History of the NACUSA East Coast Chapter
The East Coast Chapter of the National Association of
Composers, USA was founded by Henry Hadley and his wife Inez Barbour in
1933. It is the oldest US organization devoted exclusively to the promotion of
music by American composers.
Originally known as the National Association of Composers and Conductors, Hadley’s organization counted as its members some of the most famous artists of the time including Serge Koussevitzky, Otto Luening, Leopold Stokowski, Igor Stravinsky, Virgil Thomson and Arturo Toscanini.
Henry Hadley (b.1871 in Somerville, MA; d. 1937 in New York City) studied violin with Henry Heindl and composition with George W. Chadwick. He made his conducting debut in 1900 at New York City's Waldorf-Astoria. From 1904 until 1909 Hadley toured Europe and appeared at the helm of several European orchestras, being the first American to conduct orchestras in Berlin, Mainz and Warsaw. In 1909 he accepted the position of Music Director with the Seattle Symphony and in 1911 he became the founding conductor of the newly formed San Francisco Symphony.
In 1915 he returned to New York to devote the bulk of his energies to composition. He became a much-sought-after conductor appearing with the London and Boston Symphonies. From 1920 until 1927 he served as Associate Conductor of the New York Philharmonic, the first American to ever hold that post. In 1929 he formed the Manhattan Symphony Orchestra with the plan of including works of American composers on every program. The following year he traveled to Japan at the invitation of the New Symphony Orchestra of Tokyo.

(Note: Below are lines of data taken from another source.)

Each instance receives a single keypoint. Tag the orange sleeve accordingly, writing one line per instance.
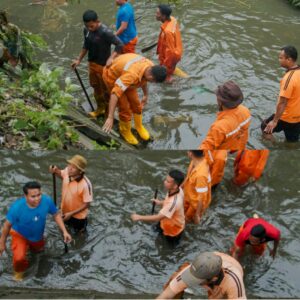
(123, 83)
(170, 52)
(87, 193)
(261, 164)
(287, 86)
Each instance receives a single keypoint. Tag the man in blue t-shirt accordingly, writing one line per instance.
(25, 221)
(126, 29)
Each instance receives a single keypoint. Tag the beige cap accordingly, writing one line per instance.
(205, 266)
(79, 162)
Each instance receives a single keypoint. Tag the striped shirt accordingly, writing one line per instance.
(174, 222)
(290, 89)
(75, 194)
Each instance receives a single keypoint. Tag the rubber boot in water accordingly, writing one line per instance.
(101, 108)
(125, 131)
(142, 131)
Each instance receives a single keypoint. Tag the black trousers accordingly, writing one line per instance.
(291, 130)
(79, 225)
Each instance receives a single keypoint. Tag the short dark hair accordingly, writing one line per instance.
(159, 73)
(30, 186)
(258, 231)
(165, 10)
(197, 153)
(90, 15)
(178, 176)
(290, 52)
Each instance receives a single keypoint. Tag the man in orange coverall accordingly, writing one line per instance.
(217, 161)
(230, 131)
(127, 73)
(197, 187)
(249, 165)
(169, 47)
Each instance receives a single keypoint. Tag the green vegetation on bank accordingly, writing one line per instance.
(295, 3)
(31, 110)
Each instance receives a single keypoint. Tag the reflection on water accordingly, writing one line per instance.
(118, 256)
(223, 40)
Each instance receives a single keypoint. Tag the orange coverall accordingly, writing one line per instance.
(123, 78)
(130, 47)
(169, 48)
(19, 247)
(230, 131)
(217, 161)
(249, 164)
(96, 81)
(197, 187)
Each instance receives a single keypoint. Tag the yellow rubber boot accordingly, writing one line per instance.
(125, 131)
(142, 131)
(101, 110)
(101, 107)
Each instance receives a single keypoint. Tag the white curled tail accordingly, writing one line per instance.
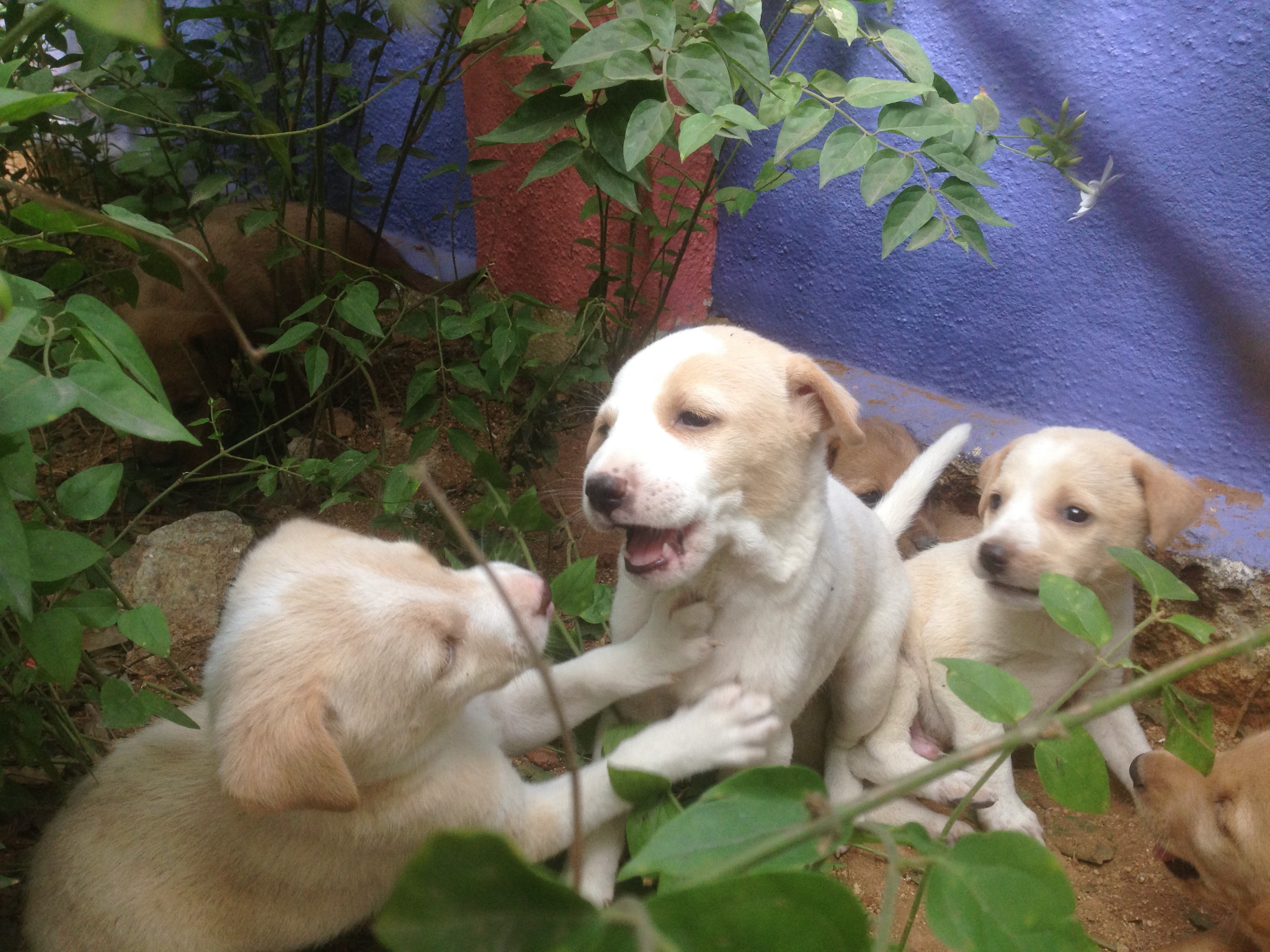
(901, 504)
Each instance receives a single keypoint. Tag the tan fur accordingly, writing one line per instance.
(360, 697)
(1220, 824)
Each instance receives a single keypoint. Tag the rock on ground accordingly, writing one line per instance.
(184, 568)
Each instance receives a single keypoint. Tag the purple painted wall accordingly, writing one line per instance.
(1121, 320)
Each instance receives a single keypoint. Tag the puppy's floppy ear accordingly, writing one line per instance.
(822, 402)
(279, 754)
(989, 471)
(1173, 502)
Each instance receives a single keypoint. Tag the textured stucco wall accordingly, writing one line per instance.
(1114, 320)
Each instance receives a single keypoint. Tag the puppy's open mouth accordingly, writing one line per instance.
(1179, 867)
(649, 550)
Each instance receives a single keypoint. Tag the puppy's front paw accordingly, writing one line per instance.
(1013, 814)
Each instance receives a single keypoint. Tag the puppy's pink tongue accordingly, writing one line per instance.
(646, 545)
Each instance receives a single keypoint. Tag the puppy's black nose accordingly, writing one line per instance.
(994, 558)
(1135, 775)
(606, 493)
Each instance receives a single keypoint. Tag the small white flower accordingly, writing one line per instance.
(1091, 189)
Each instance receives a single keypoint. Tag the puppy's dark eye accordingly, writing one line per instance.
(696, 421)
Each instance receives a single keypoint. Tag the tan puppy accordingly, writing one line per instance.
(1216, 832)
(188, 338)
(872, 469)
(360, 696)
(1052, 502)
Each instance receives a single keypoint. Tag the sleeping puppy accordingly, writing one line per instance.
(710, 455)
(1215, 832)
(1052, 502)
(360, 696)
(872, 469)
(187, 337)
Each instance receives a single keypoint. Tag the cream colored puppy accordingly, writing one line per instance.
(710, 455)
(360, 696)
(1052, 502)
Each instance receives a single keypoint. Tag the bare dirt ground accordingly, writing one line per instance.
(1124, 898)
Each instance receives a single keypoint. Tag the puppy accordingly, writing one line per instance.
(1053, 502)
(872, 469)
(1216, 832)
(188, 338)
(360, 696)
(710, 455)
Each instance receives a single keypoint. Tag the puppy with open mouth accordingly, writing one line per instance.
(1215, 832)
(1052, 502)
(710, 456)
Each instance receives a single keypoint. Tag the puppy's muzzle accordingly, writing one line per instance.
(606, 493)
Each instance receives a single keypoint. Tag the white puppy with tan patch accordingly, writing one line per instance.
(360, 696)
(1052, 502)
(710, 455)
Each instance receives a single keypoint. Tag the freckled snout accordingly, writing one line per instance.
(605, 493)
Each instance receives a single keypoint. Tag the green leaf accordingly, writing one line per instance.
(492, 17)
(116, 400)
(143, 224)
(538, 117)
(651, 120)
(359, 306)
(121, 709)
(295, 334)
(317, 361)
(1155, 578)
(730, 818)
(909, 54)
(884, 173)
(1002, 893)
(802, 126)
(88, 495)
(17, 105)
(916, 122)
(867, 92)
(956, 162)
(845, 152)
(844, 17)
(56, 555)
(702, 77)
(469, 891)
(55, 639)
(696, 131)
(604, 41)
(14, 562)
(1075, 609)
(987, 690)
(1074, 772)
(930, 233)
(909, 211)
(146, 628)
(467, 412)
(790, 912)
(966, 198)
(1189, 729)
(986, 112)
(549, 24)
(745, 46)
(528, 514)
(120, 340)
(557, 159)
(571, 590)
(973, 234)
(1197, 628)
(96, 609)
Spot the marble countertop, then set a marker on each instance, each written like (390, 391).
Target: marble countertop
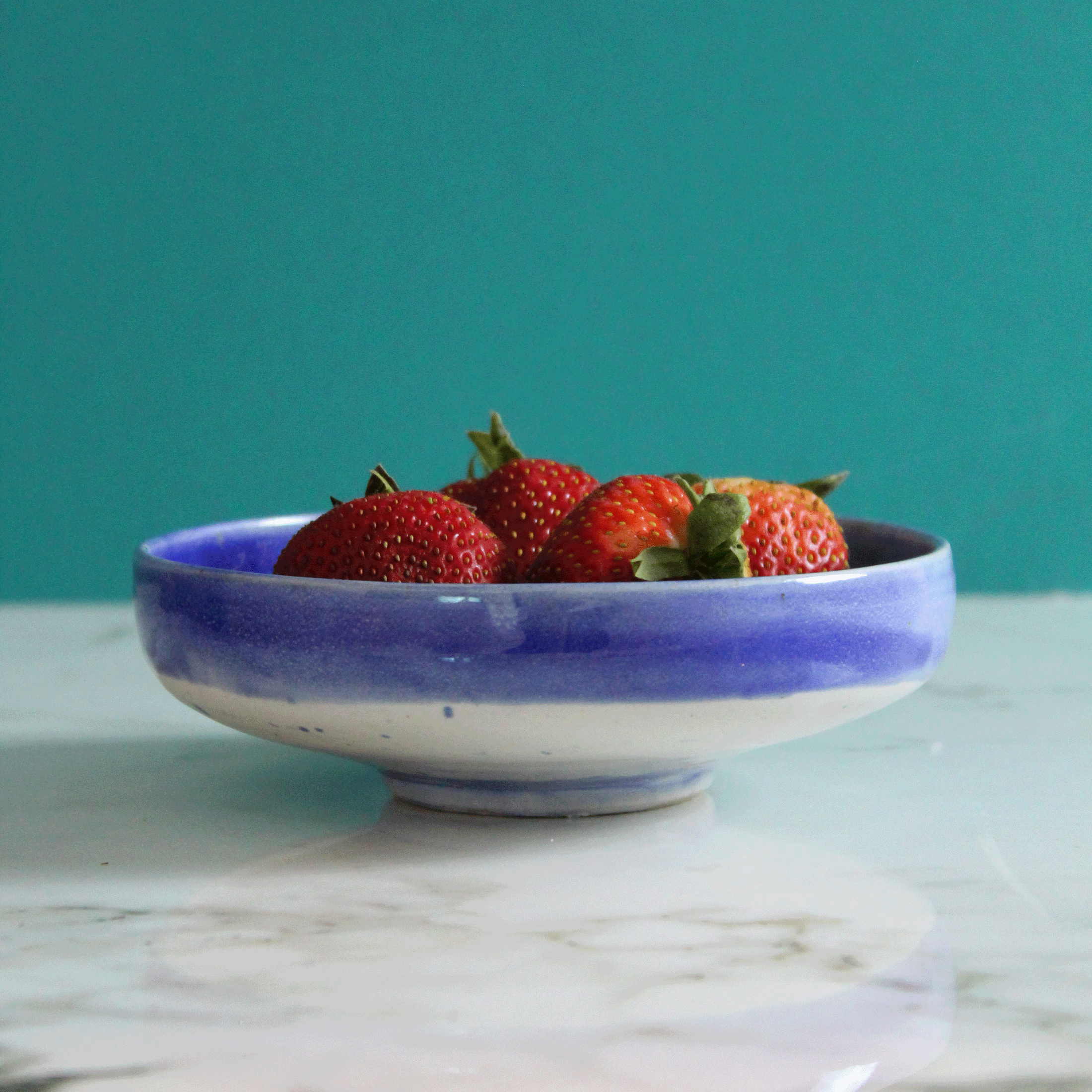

During 1925-26 Hadley supervised an extensive series of recordings sponsored by the Columbia Phonograph Company and intended to serve as illustrations of a complete course in music appreciation for the elementary schools in America. In the summers of 1934 and 1935, Hadley led members of the New York Philharmonic in what was the original Berkshire Symphonic Festival – known today as Tanglewood.
Hadley’s opera Cleopatra's Night was premiered by the Metropolitan Opera House in 1920. In 1924 he was elected the American Academy of Arts and Letters. The contents of the Henry Hadley Memorial Library are now housed at the Americana Collection of the New York Public Library for the Performing Arts.
Inez Barbour assumed the leadership of the National Association of Composers and Conductors in 1937 serving in this capacity until her death in 1957. Barbour was a much-admired American born soprano. She appeared regularly with the best-known opera companies and orchestras of her time. In 1916, Leopold Stokowski invited her to be the soprano soloist for the American premiere of Mahler’s Symphony No. 8.
During the 1960’s, following Ms. Barbour’s passing, the organization transformed itself into the National Association of Composers, USA while moving its national headquarters to Los Angeles.
In 1981, the New York Chapter was reactivated under the joint leadership of Josef Alexander (1907-1992) and Max Lifchitz. They received generous assistance and advice from many colleagues including Irwin Bazelon, Marshall Bialosky, Otto Luening and William Mayer. The organization’s 50th anniversary concert held in January of 1983 at Carnegie Hall’s Weill Recital was a resounding success and received a very generous New York Times review written by Bernard Holland. This event was followed by a yearly concert series that featured music by emerging and well established composers. In the fall of 1992 – following Josef Alexander’s passing – the Presidency of what then became known as the East Coast Chapter was assumed by Max Lifchitz.
The more than fifty NACUSA East Coast Chapter concerts produced under Max Lifchitz’s leadership have continued the pattern established during the early 1980’s. These events have served as a forum for music by emerging and established composers of all artistic persuasions.
Stefania de Kenessey assumed the role of Vice-President in 1993 and was instrumental in presenting several NACUSA concerts held at The New School and at Merkin Concert Hall. Other composers who also served on the East Coast Chapter’s Board of Directors during the recent past have included Larry Bell, Robert Carl and Raoul Pleskow.
The organization looks forward to presenting its 75th anniversary concert during the 2007-08 season.